There's no way to judge the quality of the "singer" because they don't actually sing. Anyone could rap. Your grandmother could rap. As long as there's Autotune it's all good. You don't even have to stay in key. Autotune does it for you. If you ask me, that's the Devil in music.
The record companies, mostly white folks, took the black people's musical heritage and shoved it straight up their asses. There's a scene in the movie The Blues Brothers where they're having a huge street party. There's a funky band playing and everyone's dancing, including little kids. Every time I see it I get tears in my eyes, because nobody listens to that kind of music nowadays. It's criminal.
I have a young black friend named Kent. He's a truly gifted musician. He plays trombone and sax but his main ax is the baritone horn, and he has one of the most beautiful horn tones I've ever heard in my life, and I've heard a lot of horns.
He used to be my neighbor and he'd come over to hang out. We bonded over music. It was interesting for an old white dude and a young black dude to be friends but we're friends to this day.
One night he came over and I asked him to play my drum kit. He'd never picked up a pair of sticks in his life but after playing around for about 15 minutes he could play the drums better than I could after six months. It was unreal. He knows where his gift comes from. The first time I heard him play, we both agreed that his talent is a gift from God.

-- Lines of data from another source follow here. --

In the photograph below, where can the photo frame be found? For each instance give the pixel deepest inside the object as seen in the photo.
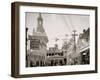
(53, 39)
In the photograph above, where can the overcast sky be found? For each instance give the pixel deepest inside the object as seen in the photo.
(58, 25)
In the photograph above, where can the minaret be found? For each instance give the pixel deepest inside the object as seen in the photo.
(40, 24)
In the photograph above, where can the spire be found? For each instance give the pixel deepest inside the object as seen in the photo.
(40, 24)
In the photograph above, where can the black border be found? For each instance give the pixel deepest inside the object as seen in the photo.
(15, 38)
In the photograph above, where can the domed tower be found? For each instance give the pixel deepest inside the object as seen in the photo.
(40, 24)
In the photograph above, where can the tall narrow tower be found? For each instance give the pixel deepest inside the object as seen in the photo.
(40, 24)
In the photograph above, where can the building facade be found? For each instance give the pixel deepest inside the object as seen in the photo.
(37, 45)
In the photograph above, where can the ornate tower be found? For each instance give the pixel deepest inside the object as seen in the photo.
(40, 24)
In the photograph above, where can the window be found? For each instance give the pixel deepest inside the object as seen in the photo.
(34, 44)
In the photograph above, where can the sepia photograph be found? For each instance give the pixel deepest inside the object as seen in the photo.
(53, 39)
(57, 39)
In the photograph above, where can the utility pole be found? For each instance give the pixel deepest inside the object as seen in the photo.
(74, 36)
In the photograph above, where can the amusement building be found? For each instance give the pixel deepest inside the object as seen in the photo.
(72, 53)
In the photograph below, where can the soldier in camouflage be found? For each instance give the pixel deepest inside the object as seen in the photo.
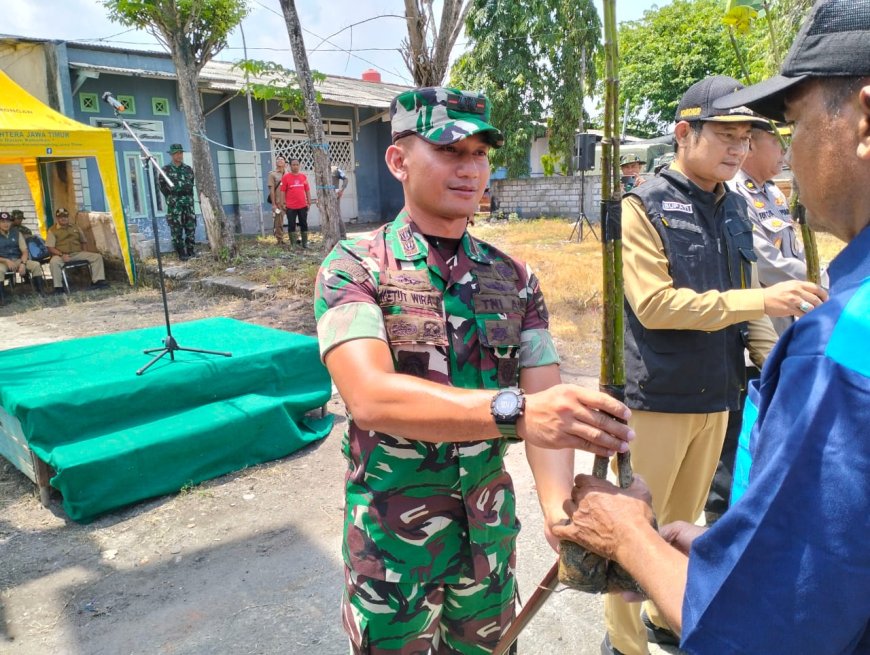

When I met him he was listening mostly to R&B, but it's the modern stuff. I vastly prefer it to Rap and Hip-Hop and at least there's actual singing, and good singing at that, but most of it has canned drums and samples. It's just what they're playing on the radio so it's what people listen to.
Over the last three years or so I've gradually gotten him to appreciate old-school R&B, Funk and even "Cracker Rock," aka "White" music. I pointed out the difference between canned bullshit that was constructed track-by-track, with samples and fake drums, as opposed to music created by musicians playing together in real time, and reacting to each other. Music is supposed to be a conversation.
Now he gets it and he's listening to the good stuff. He played in the marching band in high school and still goes to competitions. I hipped him to the legendary band Chicago, because for decades marching bands have covered their songs, due to the fact that they have a prominent horn section. Their music lends itself perfectly to marching bands. Now he loves them and I'm proud of myself. Right now I'm breathing on my fingernails and buffing them on my shirt.
I've tried to teach Kent a little about music history, and where it all comes from. There are famous old bands he's never heard of, but he's basically heard those bands through modern bands, because they listened to those old bands. He was able to see the progression from older to modern. That warms my heart too. Kent is a great kid.
This morning I watched a doc about P-Funk. It made me want to shake booty. Then something crazy happened. They were interviewing one of the backup singers, and at the exact time I was thinking something, she said it out loud perfectly along with me, word for word. She said: "There will never be another band like P-Funk." I hear you, sister.
So that's my story on implied Swing, non-existent yet existent tom-toms and the power of music. Stay funky, and shake that thang!